È in questo momento della tua vita che noi ti abbiamo incontrato; siamo diventati amici “tardi”, in un’età che non è quella delle amicizie sui banchi di scuola o dell’università. Nonostante ciò ti sentivi quell’età, portavi un vento di apertura, di fantasia e di musica. Era l’estate del 2020, ci conoscevamo appena. Ti eri da subito, “reso disponibile”, per un progetto in cui credevi e nel quale volentieri ti eri lasciato coinvolgere, con la preziosa fiducia nel transfert di lavoro che ti contraddistingueva, fiducia che ci hai testimoniato instancabilmente. Quell’estate l’abbiamo passata insieme, distanti geograficamente, ma avvicinati da scambi quotidiani, nel tentativo di capire in che forma dar vita alla Società Milanese di Psicoanalisi, nelle riunioni on line, perché c’era il covid, oltre all’estate. Eri in mezzo a noi, psicoanalisti, come un amico di vecchia data. Tu, laborioso e studioso, sempre disponibile a compartecipare un sapere rivisitato e riletto e a farne una nuova idea da suggerire, come la volta in cui hai proposto l’incipit del sito della Società riportando una citazione di M. Davis:
“Nel Jazz, il cuore dell’improvvisazione non è suonare le note trascritte sugli spartiti già scritti ma… suonare la nota che non c’è, quella nota che sarà solo tua, quindi unica”.

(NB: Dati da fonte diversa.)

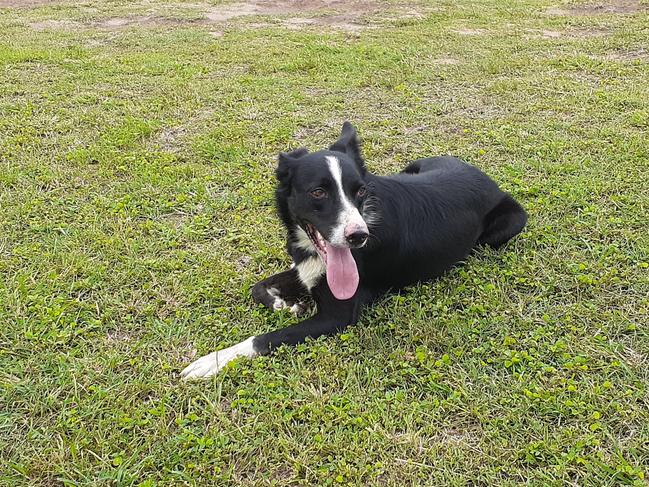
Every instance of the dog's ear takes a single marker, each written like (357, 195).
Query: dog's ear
(348, 144)
(286, 162)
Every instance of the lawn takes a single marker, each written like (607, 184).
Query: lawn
(137, 147)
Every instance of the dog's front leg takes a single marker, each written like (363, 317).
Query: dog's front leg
(332, 317)
(283, 290)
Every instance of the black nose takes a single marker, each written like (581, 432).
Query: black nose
(357, 239)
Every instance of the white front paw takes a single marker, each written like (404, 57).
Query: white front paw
(210, 364)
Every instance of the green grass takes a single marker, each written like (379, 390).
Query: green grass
(136, 179)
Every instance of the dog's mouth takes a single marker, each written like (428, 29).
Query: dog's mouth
(342, 272)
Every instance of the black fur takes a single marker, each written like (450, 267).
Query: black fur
(422, 222)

In breve tempo abbiamo aperto su molti progetti di studio, di scrittura, abbiamo sognato l’avvenire della psicoanalisi, finché… all’improvviso, una malattia fatale ti ha portato via in pochi giorni. Il 29 giugno scorso ci hai lasciati; noi, increduli, disorientati, senza parole. Per tutti noi, te ne sei andato troppo presto, troppo in fretta, lasciando in sospeso tutto.

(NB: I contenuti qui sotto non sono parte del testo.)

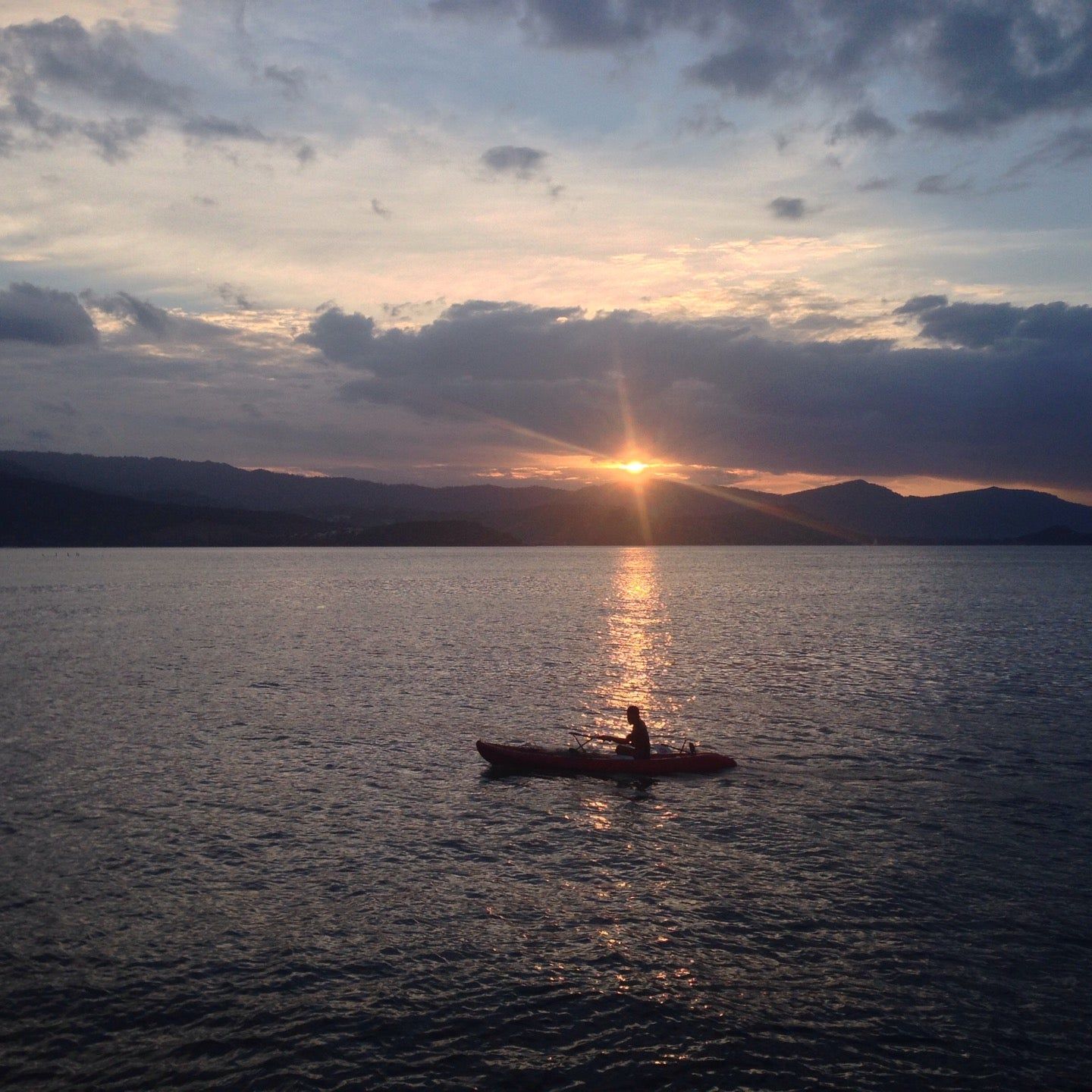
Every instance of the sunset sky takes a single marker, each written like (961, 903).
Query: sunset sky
(746, 241)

Non c’è stato tempo per concludere i progetti… per te il tempo di concludere una vita è arrivato prima: l’ultima volta che ci siamo sentiti, quattro giorni prima della tua scomparsa, eri ancora pronto, generosamente, a porgere la mano verso l’altro, col tuo sconfinato desiderio di scambio e contatto; sentivi la tua fine imminente e sei riuscito ancora a dire: “se avete bisogno di una mano ci sono”… allo stesso tempo concludendo la frase ci hai lasciati andare, dicendomi: “ma non ce n’è bisogno, voi ce la farete, la mia vita è finita qui, è finita così”. È seguito un attimo di silenzio, le parole si sono sospese, il tempo si è dilatato, un attimo di vita durato un’eternità. Come tu fossi su un istmo di terra bagnato simultaneamente da due acque differenti, quella della presenza e quella dell’assenza, eri lì “fermo sulla frontiera da cui osservi/ quel che sei stato, quel che già non sei” – come scrive F. Scarabicchi.

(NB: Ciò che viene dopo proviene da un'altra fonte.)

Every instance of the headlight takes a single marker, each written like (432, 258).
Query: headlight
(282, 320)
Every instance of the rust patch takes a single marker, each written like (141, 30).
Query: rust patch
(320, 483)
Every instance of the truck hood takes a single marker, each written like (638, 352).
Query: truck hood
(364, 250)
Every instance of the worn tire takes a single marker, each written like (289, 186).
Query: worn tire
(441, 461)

Ci lasci, ci hai lasciato, le onde delle due acque hanno cancellato l’istmo di terra, assenza e presenza si sono mescolate. Le onde dell’acqua spazzano via la tua traccia ma resta l’effetto, differente in ciascuno di noi, della particolare impronta del tuo passaggio, Vincenzo.
Manchi caro Vincenzo, manchi a tutti e a ognuno, a uno a uno, a suo modo.